Obviamente, minha mãe havia contado a ela qual era
meu nome verdadeiro. Ela o pronunciou com cuidado, como se quisesse me dizer
que havia tomado nota. Que estava sendo sincera.
– Elas costumam ser ótimas – falei. – Nunca tive um
Natal ruim antes.
Debbie se levantou e me serviu um pouco do café,
colocando a xícara à minha frente junto com uma garrafa de leite e um enorme
açucareiro.
– Sei que deve ser uma experiência muito ruim para
você – disse ela –, mas acredito em milagres. Sei que parece brega, mas
acredito. E acho que sua vinda para cá foi um pequeno milagre para nós.

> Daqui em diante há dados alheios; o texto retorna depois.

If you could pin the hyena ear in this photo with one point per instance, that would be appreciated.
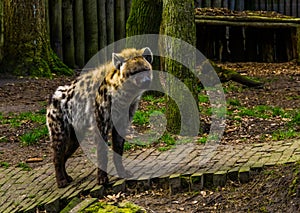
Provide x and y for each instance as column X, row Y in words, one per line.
column 117, row 60
column 147, row 54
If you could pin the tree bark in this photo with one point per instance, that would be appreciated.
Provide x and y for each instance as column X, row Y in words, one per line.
column 120, row 22
column 79, row 33
column 138, row 22
column 27, row 48
column 1, row 30
column 68, row 33
column 110, row 18
column 178, row 21
column 102, row 23
column 56, row 27
column 91, row 28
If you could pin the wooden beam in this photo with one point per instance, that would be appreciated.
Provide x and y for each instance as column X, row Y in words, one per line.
column 246, row 24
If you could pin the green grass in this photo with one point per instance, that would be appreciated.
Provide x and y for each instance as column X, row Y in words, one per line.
column 168, row 142
column 16, row 120
column 33, row 136
column 123, row 207
column 262, row 111
column 154, row 106
column 203, row 98
column 4, row 164
column 284, row 134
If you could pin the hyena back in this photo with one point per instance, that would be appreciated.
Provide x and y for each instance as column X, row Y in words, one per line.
column 93, row 94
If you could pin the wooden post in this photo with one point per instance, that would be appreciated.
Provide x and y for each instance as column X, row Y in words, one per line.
column 56, row 27
column 68, row 34
column 91, row 28
column 79, row 34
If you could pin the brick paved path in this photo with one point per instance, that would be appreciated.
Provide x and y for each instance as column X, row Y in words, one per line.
column 189, row 166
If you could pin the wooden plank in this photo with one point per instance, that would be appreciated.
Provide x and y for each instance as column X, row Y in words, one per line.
column 247, row 24
column 261, row 19
column 56, row 27
column 79, row 41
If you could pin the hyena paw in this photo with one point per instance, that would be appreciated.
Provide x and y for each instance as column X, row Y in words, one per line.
column 102, row 178
column 125, row 174
column 62, row 183
column 69, row 179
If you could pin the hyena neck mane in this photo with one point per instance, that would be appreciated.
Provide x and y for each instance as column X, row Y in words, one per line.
column 129, row 73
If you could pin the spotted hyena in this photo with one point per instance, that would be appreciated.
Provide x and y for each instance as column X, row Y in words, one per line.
column 94, row 97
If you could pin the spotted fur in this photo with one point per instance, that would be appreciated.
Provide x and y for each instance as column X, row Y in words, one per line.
column 89, row 102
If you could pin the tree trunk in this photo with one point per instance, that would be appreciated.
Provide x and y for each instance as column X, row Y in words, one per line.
column 102, row 23
column 138, row 22
column 27, row 48
column 91, row 28
column 178, row 22
column 68, row 33
column 120, row 22
column 79, row 33
column 1, row 31
column 56, row 27
column 110, row 18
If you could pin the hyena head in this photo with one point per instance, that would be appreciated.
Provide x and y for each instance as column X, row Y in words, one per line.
column 135, row 66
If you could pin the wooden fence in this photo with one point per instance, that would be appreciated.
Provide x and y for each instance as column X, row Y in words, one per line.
column 287, row 7
column 79, row 28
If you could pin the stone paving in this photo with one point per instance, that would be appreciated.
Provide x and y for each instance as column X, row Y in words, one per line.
column 186, row 167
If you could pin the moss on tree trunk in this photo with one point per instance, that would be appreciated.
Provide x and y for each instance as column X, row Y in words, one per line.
column 178, row 22
column 27, row 48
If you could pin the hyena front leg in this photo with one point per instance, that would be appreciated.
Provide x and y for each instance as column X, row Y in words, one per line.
column 118, row 148
column 102, row 159
column 59, row 161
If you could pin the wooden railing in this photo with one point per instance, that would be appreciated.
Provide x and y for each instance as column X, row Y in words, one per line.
column 286, row 7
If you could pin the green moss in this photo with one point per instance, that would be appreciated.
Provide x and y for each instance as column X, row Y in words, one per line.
column 124, row 207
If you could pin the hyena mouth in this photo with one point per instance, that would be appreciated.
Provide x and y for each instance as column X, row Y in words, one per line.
column 142, row 79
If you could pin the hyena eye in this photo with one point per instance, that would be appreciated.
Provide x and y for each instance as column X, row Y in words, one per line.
column 117, row 60
column 147, row 54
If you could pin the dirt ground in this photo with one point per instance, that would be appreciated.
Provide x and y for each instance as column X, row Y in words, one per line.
column 269, row 192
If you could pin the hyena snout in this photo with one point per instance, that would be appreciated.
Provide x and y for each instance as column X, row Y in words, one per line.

Olhei para ela conforme colocava o leite no café e
quase fiz a caneca transbordar. Eu tinha reparado em uma placa no banheiro que
dizia ABRAÇOS DE GRAÇA AQUI! Não havia nada de errado com isso –
Debbie era claramente uma boa pessoa –, mas talvez
ela tendesse para o lado mais bobalhão do sentimentalismo.
– Obrigada? – respondi.
– O que quero dizer é... Stuart parece mais feliz
hoje do que em... Bem, eu provavelmente não deveria dizer isso, mas... Bem,
talvez ele já tenha contado. Ele conta a todo mundo, e vocês dois parecem já se
dar muito bem, então...
– Contou o quê?
– Sobre Chloe – falou ela com os olhos arregalados.
– Ele não contou?
– Quem é Chloe?
Debbie precisou se levantar e me servir uma fatia
grossa de bolo antes de responder. E digo grossa de verdade. Tipo o sétimo
livro do Harry Potter. Eu conseguiria derrubar um assaltante com aquela fatia
de bolo. Assim que provei, no entanto, pareceu ser bem do tamanho certo. Debbie
não brincava quando o assunto era manteiga e açúcar.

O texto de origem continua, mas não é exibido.